Ostalgie: Design-Hotel ist "politisch unkorrekt"

BürgerrechtlerInnen äußern Kritik am "Ostel", das mit billigen Preisen und Genosse Sindermann am Empfang wirbt.

Mit Erich überm Bett lässt es sich vom Realsozialismus gut träumen Bild: dpa

BERLIN taz Schon das Banner, das vor dem 6-stöckigen Plattenbau in Berlin-Friedrichshain für Übernachtungen im Ostel wirbt, lässt unschwer erkennen: Hier geht es vor allem um den Style. Die Werbefahne sieht wie ein trutschiger Vorhang mit 70er-Jahre-Muster aus, Ähnlich gestaltet sind auch die Tapeten an den Wänden der 33 Zimmer der Herberge. Mehrere Monate waren Daniel Helbig und Guido Sand, die beiden Macher des Hostels im DDR-Design, auf Trödel- und Antiquitätenmärkten unterwegs und erwarben möglichst viele Originalstücke aus dem sozialistischen Alltag.

Wandverkleidungen und Gardinen unterscheiden sich kaum von der Inneneinrichtung durchschnittlicher Szene-Clubs im Retrostil, hier werden sie durch Ostdevotionalien ergänzt: Am Empfang lächelt schmallippig ein Porträt des ehemaligen Vorsitzenden des DDR-Ministerrats, Horst Sindermann, in den Zimmern wachen Erich Honecker und Willy Stoph über den Schlaf der Besucher. Je nach Budget leistet man sich für 9 Euro im "Pionierlager" ein schmales Einzelbett oder bucht für 59 Euro das Ehebett in der Stasi-Suite. Als "weltoffen und politisch unkorrekt" bezeichneten Helbig und Sand ihr Design-Hotel im Juni in der Berliner Morgenpost. Und wollten damit sagen, dass es ihnen nicht um ein politisches Statement, sondern um ein stylisches Ambiente geht. Dabei ist selbst dem Mobiliar die Geschichte des ehemaligen Arbeiter- und Bauernstaates eingeschrieben: Die schweren Holzbetten und -schränke etwa stammen aus dem Nachlass von Genossen aus der ehemaligen Funktionärssiedlung Wandlitz - für Normalbürger einst Sperrgebiet.

Der laxe Umgang mit der Vergangenheit wird von BürgerrechtlerInnen und Stasi-Opfern nun kritisiert. Auslöser war eine Art Ostereier-Suche mit Plastikwanzen im "Ostel", für die man an der Bar ein Freigetränke erhielt.
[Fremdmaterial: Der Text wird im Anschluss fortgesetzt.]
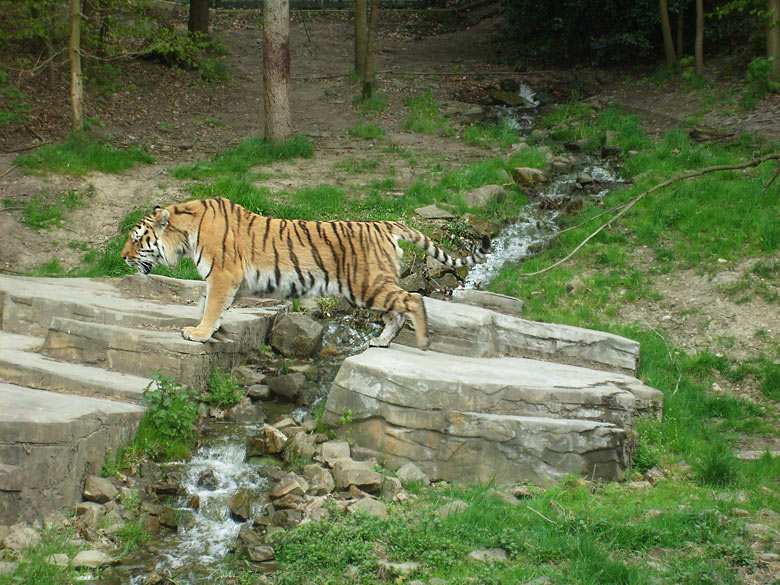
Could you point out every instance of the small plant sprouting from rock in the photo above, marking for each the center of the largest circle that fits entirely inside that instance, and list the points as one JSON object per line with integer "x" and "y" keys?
{"x": 224, "y": 389}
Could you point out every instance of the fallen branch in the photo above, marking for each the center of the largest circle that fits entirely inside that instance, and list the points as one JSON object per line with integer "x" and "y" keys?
{"x": 628, "y": 205}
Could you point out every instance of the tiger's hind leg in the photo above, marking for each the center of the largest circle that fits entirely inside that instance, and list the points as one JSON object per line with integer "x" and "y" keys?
{"x": 394, "y": 322}
{"x": 404, "y": 304}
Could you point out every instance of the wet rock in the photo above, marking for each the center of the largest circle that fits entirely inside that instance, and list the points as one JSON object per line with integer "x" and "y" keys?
{"x": 320, "y": 479}
{"x": 20, "y": 536}
{"x": 361, "y": 474}
{"x": 480, "y": 225}
{"x": 331, "y": 451}
{"x": 300, "y": 446}
{"x": 488, "y": 300}
{"x": 488, "y": 555}
{"x": 288, "y": 387}
{"x": 99, "y": 489}
{"x": 91, "y": 559}
{"x": 369, "y": 506}
{"x": 246, "y": 412}
{"x": 415, "y": 282}
{"x": 528, "y": 176}
{"x": 296, "y": 335}
{"x": 88, "y": 514}
{"x": 248, "y": 376}
{"x": 292, "y": 483}
{"x": 392, "y": 490}
{"x": 258, "y": 392}
{"x": 482, "y": 196}
{"x": 454, "y": 507}
{"x": 208, "y": 479}
{"x": 410, "y": 472}
{"x": 389, "y": 570}
{"x": 240, "y": 505}
{"x": 433, "y": 212}
{"x": 260, "y": 553}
Bürgerrechtlerin Freya Klier bezeichnete die Aktion gegenüber der Berliner Zeitung als "atemberaubend dumm und bösartig", Richard Buchner aus dem Vorstand der Union der Opferverbände kommunistischer Gewaltherrschaft sprach von einer "Verhöhnung der Opfer, die in Stasi-Kellern gelitten haben, und eine(r) Beleidigung all derer, die in der DDR benachteiligt wurden."

Die Frage, ob man der Alltagskultur der DDR, losgelöst von einer Auseinandersetzung mit dem politischen System und seinen Verbrechen, huldigen darf, ist kein neues Thema. Als sich im Sommer 2003 ZDF, SAT 1, RTL und MDR wöchentlich mit Ostalgieshows überboten, wurden Bedenken laut, dass die politische Diskussion um das Erbe der DDR durch diese oberflächlichen Rückblicke verdrängt werde. Beim Publikum kamen die Shows mit rund 20% Marktanteil gut an, und auch Berlins DDR-Hostel ist immer gut besucht. Solange die Kommerzialisierung der Alltagskultur der DDR so erfolgversprechend ist, wird die Ostalgiewelle wohl kaum abebben. Das "Ostel" jedenfalls ist dabei zu expandieren: gleich neben dem Plattenbauhotel sind nun auch Ferienwohnungen im DDR-Stil frei.